Но дело в том, сколько этим, сидящим на Чистых Прудах, было лет. Люди моего возраста туда заходили. А сидели там молодые люди, 17–25 лет. Они очень увлеченно все обсуждали, потому что для них все было страшно новым. Прямо совсем свежий народ. Дело не в том, что это молодежь — я не любитель молодежи, и не очень люблю свою молодость. Но это были очень интеллигентные дети.
У нас все 1990-е и даже 2000-е был вопрос о том, что будет с интеллигенцией. Интеллигенция так устроена, что она против власти, но крах советского режима вроде как это прекратил. Конечно, можно было что-то критиковать, и основания для этого всегда найдутся, но по большому счету альтернативы принципам свободы, демократии и частной собственности всерьез не просматривалось. Считалось, что теперь все будут постепенно превращаться в западных интеллектуалов, людей, которых не отделяет от государства идеологическая пропасть, у которых иная повестка дня. И надо сказать, так и происходило. Кто-то уезжал на Запад, кто-то оставался здесь, но сама по себе политическая тема явно уходила из интеллектуальной жизни. Кстати сказать, поколение людей, которым сегодня от 30 до 40,— это, по-моему, сплошь политические пофигисты, и на митингах легко встретить людей старше или младше, а эти как-то вообще не понимают, как можно думать о такой лабуде, как Путин.
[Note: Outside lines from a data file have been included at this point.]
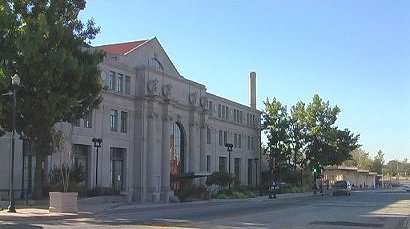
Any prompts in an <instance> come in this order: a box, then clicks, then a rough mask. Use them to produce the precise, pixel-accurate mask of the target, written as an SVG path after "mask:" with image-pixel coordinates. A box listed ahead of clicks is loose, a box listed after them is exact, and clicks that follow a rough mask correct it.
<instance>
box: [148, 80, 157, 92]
mask: <svg viewBox="0 0 410 229" xmlns="http://www.w3.org/2000/svg"><path fill="white" fill-rule="evenodd" d="M147 87H148V91H149V92H150V93H155V92H157V88H158V80H157V79H154V80H150V81H148V83H147Z"/></svg>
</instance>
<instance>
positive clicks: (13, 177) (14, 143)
mask: <svg viewBox="0 0 410 229" xmlns="http://www.w3.org/2000/svg"><path fill="white" fill-rule="evenodd" d="M11 85H12V86H13V123H12V124H13V133H12V137H11V139H12V140H11V162H10V163H11V170H10V204H9V207H8V212H16V204H15V202H14V148H15V139H14V137H15V135H16V104H17V102H16V94H17V88H18V86H19V85H20V77H19V76H18V75H17V74H14V76H12V77H11Z"/></svg>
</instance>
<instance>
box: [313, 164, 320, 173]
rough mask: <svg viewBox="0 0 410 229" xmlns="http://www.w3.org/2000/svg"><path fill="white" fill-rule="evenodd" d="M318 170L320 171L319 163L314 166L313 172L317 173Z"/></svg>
mask: <svg viewBox="0 0 410 229" xmlns="http://www.w3.org/2000/svg"><path fill="white" fill-rule="evenodd" d="M318 172H319V169H318V166H317V165H315V166H313V173H314V174H317V173H318Z"/></svg>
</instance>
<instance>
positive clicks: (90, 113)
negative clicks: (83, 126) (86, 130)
mask: <svg viewBox="0 0 410 229" xmlns="http://www.w3.org/2000/svg"><path fill="white" fill-rule="evenodd" d="M84 127H86V128H92V127H93V112H92V111H90V112H87V113H86V114H85V115H84Z"/></svg>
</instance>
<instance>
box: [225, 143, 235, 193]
mask: <svg viewBox="0 0 410 229" xmlns="http://www.w3.org/2000/svg"><path fill="white" fill-rule="evenodd" d="M225 147H226V148H227V150H228V153H229V159H228V160H229V162H228V169H229V175H231V152H232V147H233V145H232V144H230V143H226V144H225ZM228 188H229V189H231V182H229V184H228Z"/></svg>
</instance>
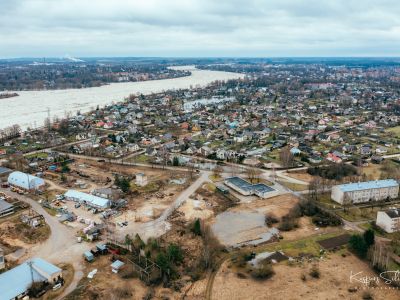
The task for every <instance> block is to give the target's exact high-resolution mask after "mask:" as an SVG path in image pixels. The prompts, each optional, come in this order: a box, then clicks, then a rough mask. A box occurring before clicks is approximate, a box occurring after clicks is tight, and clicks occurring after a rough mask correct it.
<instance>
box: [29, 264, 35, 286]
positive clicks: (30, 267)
mask: <svg viewBox="0 0 400 300" xmlns="http://www.w3.org/2000/svg"><path fill="white" fill-rule="evenodd" d="M32 265H33V261H28V266H29V270H30V271H31V283H32V284H33V283H34V280H33V269H32Z"/></svg>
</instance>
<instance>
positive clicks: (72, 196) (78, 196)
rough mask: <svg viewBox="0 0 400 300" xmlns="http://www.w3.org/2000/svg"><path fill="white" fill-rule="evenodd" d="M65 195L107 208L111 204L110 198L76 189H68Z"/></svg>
mask: <svg viewBox="0 0 400 300" xmlns="http://www.w3.org/2000/svg"><path fill="white" fill-rule="evenodd" d="M64 196H65V197H66V198H71V199H74V200H77V201H80V202H86V203H87V204H91V205H94V206H97V207H101V208H106V207H108V206H109V205H110V200H108V199H105V198H101V197H97V196H94V195H91V194H87V193H83V192H79V191H75V190H68V191H67V192H66V193H65V194H64Z"/></svg>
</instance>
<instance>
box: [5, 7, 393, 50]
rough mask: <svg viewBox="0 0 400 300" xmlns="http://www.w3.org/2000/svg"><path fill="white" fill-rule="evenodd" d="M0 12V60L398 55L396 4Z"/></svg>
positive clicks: (147, 7)
mask: <svg viewBox="0 0 400 300" xmlns="http://www.w3.org/2000/svg"><path fill="white" fill-rule="evenodd" d="M0 10H1V11H3V12H4V14H3V17H2V18H1V19H0V40H1V44H0V57H15V56H32V55H34V56H62V55H64V54H65V53H70V54H71V55H74V56H99V55H132V56H134V55H138V56H141V55H157V56H174V55H177V56H209V55H211V56H229V55H239V56H252V55H255V56H286V55H287V56H292V55H294V56H304V55H310V56H312V55H316V56H317V55H388V56H392V55H398V52H397V49H400V18H398V15H399V13H400V3H399V2H398V1H394V0H393V1H391V0H381V1H379V0H376V1H373V0H358V1H357V0H346V1H345V0H324V1H322V0H318V1H317V0H280V1H279V0H268V1H267V0H264V1H263V0H230V1H228V0H220V1H216V0H168V1H167V0H145V1H144V0H113V1H110V0H96V1H89V0H57V1H54V0H17V1H13V0H10V1H8V0H2V1H0ZM377 45H379V47H378V46H377Z"/></svg>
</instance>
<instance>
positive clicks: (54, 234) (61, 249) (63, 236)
mask: <svg viewBox="0 0 400 300" xmlns="http://www.w3.org/2000/svg"><path fill="white" fill-rule="evenodd" d="M0 191H1V192H3V193H5V194H6V195H8V196H10V197H13V198H17V199H18V200H20V201H23V202H25V203H28V204H30V205H31V207H32V209H34V210H35V211H36V212H38V213H39V214H41V215H43V216H44V218H45V220H46V223H47V224H48V225H49V226H50V228H51V234H50V237H49V238H48V239H47V240H46V241H45V242H43V243H41V244H37V245H35V246H34V247H33V248H32V249H29V251H27V253H26V254H25V255H24V256H23V257H21V259H22V260H23V261H25V260H27V259H30V258H33V257H41V258H44V259H46V260H48V261H50V262H52V263H54V264H58V263H69V264H72V266H73V267H74V270H75V273H74V278H73V280H72V283H71V284H70V285H69V286H68V287H67V288H66V289H65V291H64V293H63V294H62V295H61V296H60V297H59V299H62V297H64V296H65V295H67V294H68V293H70V292H71V291H73V290H74V289H75V288H76V286H77V284H78V282H79V280H80V279H81V278H82V277H83V272H82V270H83V269H82V263H81V260H82V253H83V252H84V251H86V250H89V249H90V245H87V244H84V243H77V240H76V237H75V232H74V229H72V228H69V227H67V226H65V225H63V224H61V223H60V222H58V220H57V218H55V217H53V216H51V215H50V214H48V213H47V211H46V210H45V209H44V208H43V207H42V206H41V205H40V204H39V203H37V202H36V201H35V200H32V199H30V198H29V197H27V196H24V195H19V194H17V193H13V192H11V191H9V190H7V189H2V188H0Z"/></svg>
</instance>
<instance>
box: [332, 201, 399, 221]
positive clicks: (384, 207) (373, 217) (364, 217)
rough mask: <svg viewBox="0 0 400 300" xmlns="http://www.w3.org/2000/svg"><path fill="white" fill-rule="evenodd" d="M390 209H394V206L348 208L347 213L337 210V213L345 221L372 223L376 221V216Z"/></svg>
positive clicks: (392, 205) (389, 205)
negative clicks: (343, 219) (373, 220)
mask: <svg viewBox="0 0 400 300" xmlns="http://www.w3.org/2000/svg"><path fill="white" fill-rule="evenodd" d="M389 207H393V204H391V205H383V206H374V207H364V208H360V207H357V206H352V207H350V208H348V209H347V211H346V212H344V211H343V210H337V211H336V213H337V214H338V215H339V216H341V217H342V218H343V219H345V220H347V221H350V222H359V221H371V220H376V215H377V213H378V211H382V210H385V209H387V208H389Z"/></svg>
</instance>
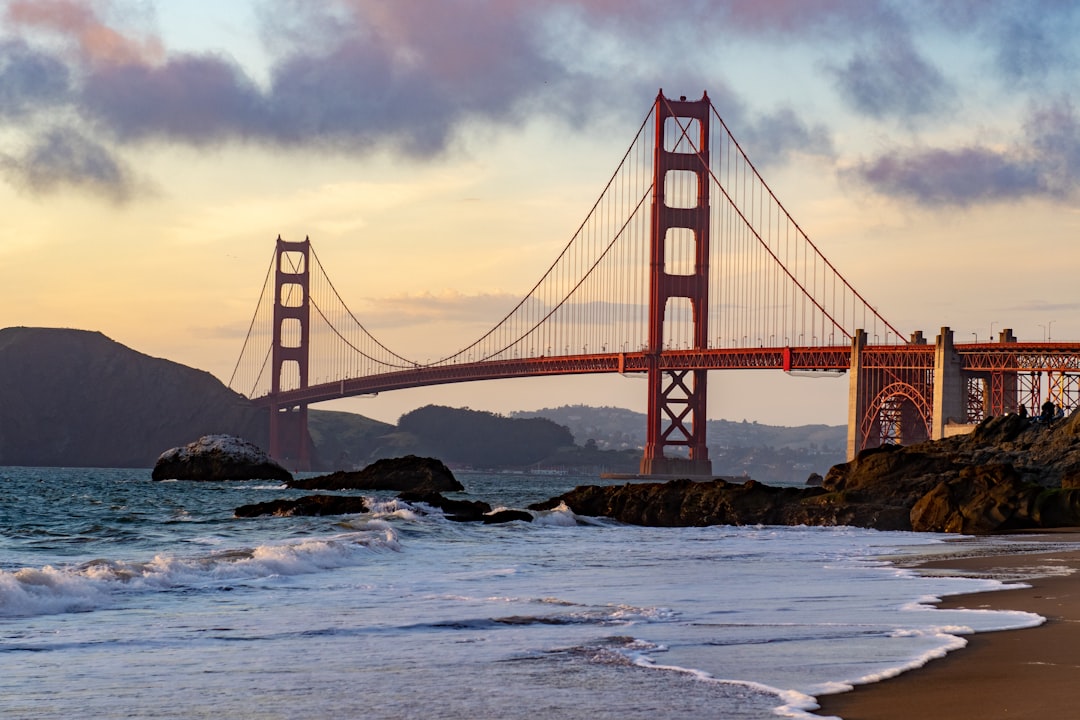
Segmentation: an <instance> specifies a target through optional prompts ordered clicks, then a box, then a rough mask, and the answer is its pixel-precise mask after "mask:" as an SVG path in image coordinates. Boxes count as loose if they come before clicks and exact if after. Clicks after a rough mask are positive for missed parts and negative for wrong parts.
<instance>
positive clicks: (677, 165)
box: [640, 91, 713, 475]
mask: <svg viewBox="0 0 1080 720" xmlns="http://www.w3.org/2000/svg"><path fill="white" fill-rule="evenodd" d="M710 110H711V105H710V100H708V95H707V94H703V95H702V98H701V99H700V100H687V99H686V98H685V97H681V98H679V99H678V100H671V99H667V98H665V97H664V95H663V92H662V91H661V93H660V94H658V95H657V101H656V110H654V112H656V142H654V146H653V151H652V153H653V155H652V157H653V162H652V173H653V176H652V221H651V236H650V258H649V348H648V354H649V365H648V393H649V397H648V418H647V421H648V432H647V434H646V445H645V453H644V456H643V457H642V465H640V472H642V474H643V475H676V474H685V475H712V473H713V464H712V462H711V461H710V460H708V448H707V447H706V445H705V418H706V409H705V384H706V377H707V375H706V371H705V370H662V369H661V367H660V355H661V353H662V352H663V342H664V316H665V314H666V310H667V301H669V300H670V299H672V298H686V299H688V300H689V302H690V307H691V309H692V311H693V349H694V350H705V349H707V345H708V338H707V336H708V243H710V233H708V230H710V205H708V192H710V178H711V176H710V165H708V162H710V158H708V136H710V132H708V126H710ZM670 120H672V121H677V125H678V126H680V127H685V128H688V130H687V133H686V134H685V135H684V133H683V131H681V130H676V132H675V137H676V140H675V142H674V147H672V148H671V149H669V148H667V147H666V146H665V136H666V135H665V131H666V130H667V123H669V121H670ZM694 126H697V137H693V135H694V133H693V130H694ZM687 146H690V151H689V152H686V151H678V150H679V148H686V147H687ZM679 173H681V174H691V175H692V176H693V178H696V180H697V189H698V196H697V204H694V205H691V206H687V205H690V203H689V202H687V199H685V198H675V196H674V194H675V193H674V192H672V193H669V189H670V188H669V182H670V181H673V180H675V177H674V175H675V174H679ZM670 200H672V201H679V202H677V204H676V205H674V206H673V205H671V204H669V201H670ZM672 231H674V232H672ZM675 233H679V234H680V235H681V237H684V239H688V237H692V240H693V243H694V267H693V270H692V272H689V273H680V274H675V273H671V272H669V271H667V268H666V257H667V252H666V250H667V243H669V242H677V240H676V237H675V236H674V235H675ZM676 447H683V448H687V450H688V452H689V457H687V458H681V457H678V458H674V457H672V458H670V457H665V456H664V449H665V448H676Z"/></svg>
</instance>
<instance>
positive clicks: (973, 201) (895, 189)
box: [852, 147, 1039, 206]
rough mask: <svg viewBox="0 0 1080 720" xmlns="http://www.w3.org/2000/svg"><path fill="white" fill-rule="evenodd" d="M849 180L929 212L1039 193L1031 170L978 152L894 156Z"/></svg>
mask: <svg viewBox="0 0 1080 720" xmlns="http://www.w3.org/2000/svg"><path fill="white" fill-rule="evenodd" d="M852 174H853V175H854V176H856V177H858V178H859V179H861V180H862V181H864V182H866V184H867V185H869V186H872V187H873V188H874V189H875V190H876V191H878V192H880V193H883V194H887V195H895V196H900V198H905V199H910V200H915V201H916V202H917V203H919V204H921V205H929V206H945V205H960V206H966V205H972V204H975V203H980V202H988V201H997V200H1012V199H1017V198H1021V196H1025V195H1029V194H1032V193H1035V192H1037V191H1038V189H1039V174H1038V168H1037V167H1036V166H1035V165H1034V164H1031V163H1029V162H1024V161H1023V160H1021V159H1017V158H1012V157H1010V155H1008V154H1005V153H1000V152H997V151H994V150H990V149H987V148H980V147H970V148H960V149H956V150H947V149H931V150H917V151H908V152H895V153H892V154H887V155H882V157H880V158H878V159H876V160H874V161H870V162H868V163H864V164H862V165H860V166H859V167H856V168H855V169H854V171H853V173H852Z"/></svg>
Я бы даже заметил, что мы как-то постепенно подбирались к теме. Молодежь на нынешних митингах появилась сразу, но их как-то не могли обозначить. Сначала возник термин «гламурная революция». Не то чтобы эти дети ходили на митинге в диорах и шанелях, но все ж таки внешне они больше походили на картинки из журналов, чем традиционные пятидесятилетние яблочники и коммунисты. Потом появился термин «креативный класс», заимствованный у Ричарда Флориды, и можно много сказать на тему о том, как это уместно и не уместно. На Чистых Прудах все стало ясно.
На Чистых Прудах произошло воспроизводство русской интеллигенции. Она обратно есть. Из этих детей больше ничего другого не выйдет. Они могут мимикрировать под западных интеллектуалов, под креативный класс, но при этом они все равно будут с высоты своего образования, опыта, знания языков и других стран как подорванные думать о том, что делать с Россией. Это теперь будет молодежная тема, и кто не был на Чистых Прудах, будет искать где-нибудь что-нибудь похожее. Или делать. Не знаю, почему это радует. Вообще-то передавать друг другу лучину света в темном помещении — довольно дурацкая игра. Но там такие правила, что у кого погаснет, тот проиграл. А у нас не погасло.